No one wants to catch the coronavirus. That goes just as much for policy makers, who don’t want to have to handle it, as it does for ordinary citizens, who don’t want to get sick from it.
As case counts soar in Arizona and Texas, governors in those states are loosening restrictions on what local leaders can do to fight COVID-19 that they’d earlier imposed. By now, that may be too little and too late to meaningfully stop viral spread, but it does shift the onus from state capitols to city and county officials.
In Arizona, Governor Doug Ducey announced yesterday that, in a reversal, local authorities would be allowed to mandate that people wear masks in public. On May 16, Ducey issued an order barring local governments from more stringent rules than what the state had ordered. In Texas, Governor Greg Abbott said he would not block Bexar County, home to San Antonio, from forcing employees and customers at businesses to wear masks.
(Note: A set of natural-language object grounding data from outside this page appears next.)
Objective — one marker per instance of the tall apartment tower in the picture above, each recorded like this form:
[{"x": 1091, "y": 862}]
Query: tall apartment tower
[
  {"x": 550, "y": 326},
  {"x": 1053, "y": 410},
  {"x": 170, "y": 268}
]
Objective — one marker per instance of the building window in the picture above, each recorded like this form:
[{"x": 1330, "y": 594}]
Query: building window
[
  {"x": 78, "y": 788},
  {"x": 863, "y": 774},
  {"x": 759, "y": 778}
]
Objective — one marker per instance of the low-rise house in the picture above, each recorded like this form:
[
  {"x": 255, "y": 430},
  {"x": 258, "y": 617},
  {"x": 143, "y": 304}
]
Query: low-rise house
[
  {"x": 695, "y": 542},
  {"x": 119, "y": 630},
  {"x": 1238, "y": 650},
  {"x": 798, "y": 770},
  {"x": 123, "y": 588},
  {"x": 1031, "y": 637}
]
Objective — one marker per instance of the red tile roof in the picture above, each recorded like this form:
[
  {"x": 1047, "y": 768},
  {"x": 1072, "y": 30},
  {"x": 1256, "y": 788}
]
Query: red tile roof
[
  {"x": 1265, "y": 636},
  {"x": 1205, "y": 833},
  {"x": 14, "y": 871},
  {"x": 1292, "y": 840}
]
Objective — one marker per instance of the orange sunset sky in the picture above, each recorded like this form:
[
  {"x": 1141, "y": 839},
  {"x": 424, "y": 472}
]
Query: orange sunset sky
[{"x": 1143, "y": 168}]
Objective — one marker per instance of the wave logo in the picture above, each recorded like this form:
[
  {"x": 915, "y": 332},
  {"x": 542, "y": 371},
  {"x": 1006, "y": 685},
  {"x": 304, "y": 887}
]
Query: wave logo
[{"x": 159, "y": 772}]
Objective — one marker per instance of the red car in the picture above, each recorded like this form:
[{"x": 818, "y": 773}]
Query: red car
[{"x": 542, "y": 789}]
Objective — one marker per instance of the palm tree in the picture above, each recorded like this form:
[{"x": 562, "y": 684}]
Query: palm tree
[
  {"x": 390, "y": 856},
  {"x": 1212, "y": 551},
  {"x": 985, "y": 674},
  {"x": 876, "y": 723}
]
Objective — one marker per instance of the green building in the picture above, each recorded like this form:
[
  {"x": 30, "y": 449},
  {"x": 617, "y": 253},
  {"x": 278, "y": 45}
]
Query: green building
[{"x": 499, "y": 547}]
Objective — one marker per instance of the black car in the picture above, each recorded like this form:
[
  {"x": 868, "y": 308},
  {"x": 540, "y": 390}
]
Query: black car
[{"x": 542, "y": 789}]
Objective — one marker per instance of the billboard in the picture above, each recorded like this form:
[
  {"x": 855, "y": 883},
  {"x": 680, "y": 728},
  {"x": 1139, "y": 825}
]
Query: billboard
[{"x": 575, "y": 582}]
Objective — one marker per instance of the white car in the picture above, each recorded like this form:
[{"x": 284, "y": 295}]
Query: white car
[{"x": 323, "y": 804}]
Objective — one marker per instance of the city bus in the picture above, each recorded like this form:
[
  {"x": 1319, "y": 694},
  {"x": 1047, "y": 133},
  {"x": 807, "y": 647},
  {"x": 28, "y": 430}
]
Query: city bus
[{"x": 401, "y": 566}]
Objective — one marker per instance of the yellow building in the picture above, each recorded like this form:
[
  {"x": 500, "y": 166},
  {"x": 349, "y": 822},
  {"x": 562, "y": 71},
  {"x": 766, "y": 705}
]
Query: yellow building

These are the latest examples of elected officials seizing the buck, then thinking better of it and passing it along. In April, President Donald Trump asserted “total authority” over state pandemic plans. That claim was false as a matter of constitutional law, and Trump recognized soon that with the virus spreading quickly, it was politically unwise to take ownership of the response, too. He then told governors, “You are going to call your own shots.” (This did not preclude Trump from tweeting demands to “LIBERATE” Democratic-led states, nor from green-lighting and then criticizing a reopening plan from Georgia Governor Brian Kemp, a Republican.)